Here are the key problems that we’ve found in our work:

    1. There’s no clear way to tell which formulary list belongs to which insurance plan. Often, insurance companies use the same formulary for many different plans, but there’s no easy way for people to be sure they’re looking at the list that goes with their own health plan.
    2. It’s not clear which drugs should be included on each list. For example, some specialty medications might be covered under different rules (i.e. on a separate formulary or under another benefit of the health insurance plan), but this isn’t explained well. When people search and don’t find a drug, they might think it’s not covered when actually it just belongs on a different list.
    3. Only covered drugs are listed. When a drug isn’t on the list, people don’t know if it’s definitely not covered or if the insurance company just left it off (by accident or for some other reason). Non-covered drugs are major source of problems for consumers, so getting a definitive and accurate no is as or more important than just a yes (the same is true of doctors, BTW).
    4. There are technical problems when converting between different drug coding systems. Insurance companies use one system (NDC codes), but sometimes need to convert to another system (RxCUI codes). This conversion can cause errors or confusion.
    5. The drug lists don’t include all the important coverage rules. For example, they might not explain that you need to try certain drugs first, or that some drugs require special approval. They also might not mention rules about where you can get your prescriptions filled.
 

To fix these problems, we suggest:

Creating Standard IDs for Drug Lists

    • This ID would be like a serial number that appears on insurance cards, benefit summaries, and websites

    • Consumers could use this ID to quickly verify they’re looking at the right drug list

    • Third-party apps and websites could use these IDs to accurately show drug coverage information

    • This would be especially helpful when shopping for insurance plans

 

Clarifying Which Drugs Should Be on Each List

    • Insurance companies would need to clearly state which types of drugs are or are not included on each list.
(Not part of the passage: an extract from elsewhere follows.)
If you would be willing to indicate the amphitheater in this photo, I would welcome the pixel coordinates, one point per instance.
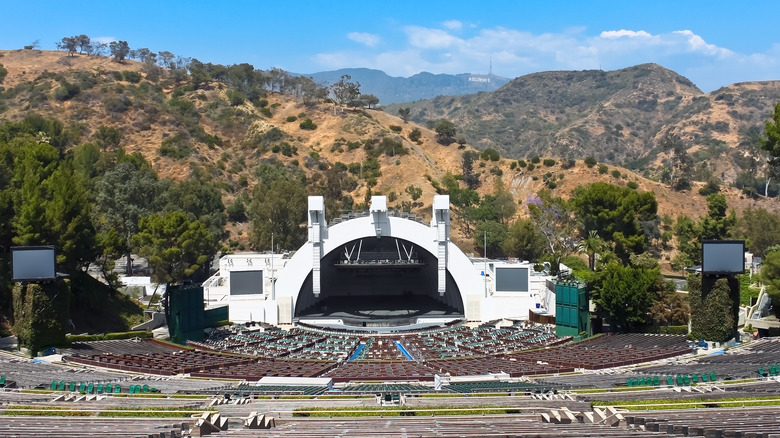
(380, 327)
(504, 378)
    • They would need to specify if certain drugs (like specialty medications) are on separate lists

    • They would need to explain where to find information about drugs not on the main list

    • This would help prevent confusion when people search for drugs and can’t find them

    • It would also make it easier to compare drug coverage between different insurance plans

 

Clear Statements About Non-Covered Drugs

    • Instead of just listing covered drugs, formularies should explicitly state which drugs they don’t cover. This would eliminate guesswork – if a drug isn’t found, people would know whether it’s truly not covered

    • The lists would need to explain why certain drugs aren’t covered (for example, if they’re considered experimental). Formularies would need to include links to other relevant drug lists (like specialty drug lists)

    • This would help people make more informed decisions about their healthcare

 

Better Use of Drug Codes

    • Insurance companies and regulators need to do more testing of the systems that convert between different drug coding systems (NDC to RxCUI)

    • Creating clear ways to handle situations where the same drug code is associated with different costs

    • Ensuring that new drugs are consistently added to formularies in all of the ways that they are published (online searches, printed/PDF formulary lists, JSON data published for federal regulators,

    • Making sure archived or discontinued drugs are handled appropriately

    • Developing better ways to track different versions of the same medication

 

Including All Coverage Rules

The digital versions of drug lists would need to clearly state:

    • Which drugs need prior authorization (advance approval)

    • Whether you need to try certain drugs before others (step therapy)

    • Rules about using specific pharmacies

    • Coverage of over-the-counter medications

    • Rules about compound medications

    • Policies about experimental drug use

    • Any special requirements for specific drug types

 

These improvements would help:

  • Consumers better understand their drug coverage
  • Doctors make more informed prescribing decisions
  • Insurance companies maintain more accurate information
  • Third-party apps and websites provide better tools for comparing plans
  • Reduce confusion and surprises at the pharmacy
  • Make it easier to shop for health insurance plans
  • Ensure everyone has access to clear, accurate information about their prescription drug coverage

 

The ultimate goal is to make drug coverage information as clear and accessible as possible, reducing frustration and unexpected costs for everyone involved in the healthcare system.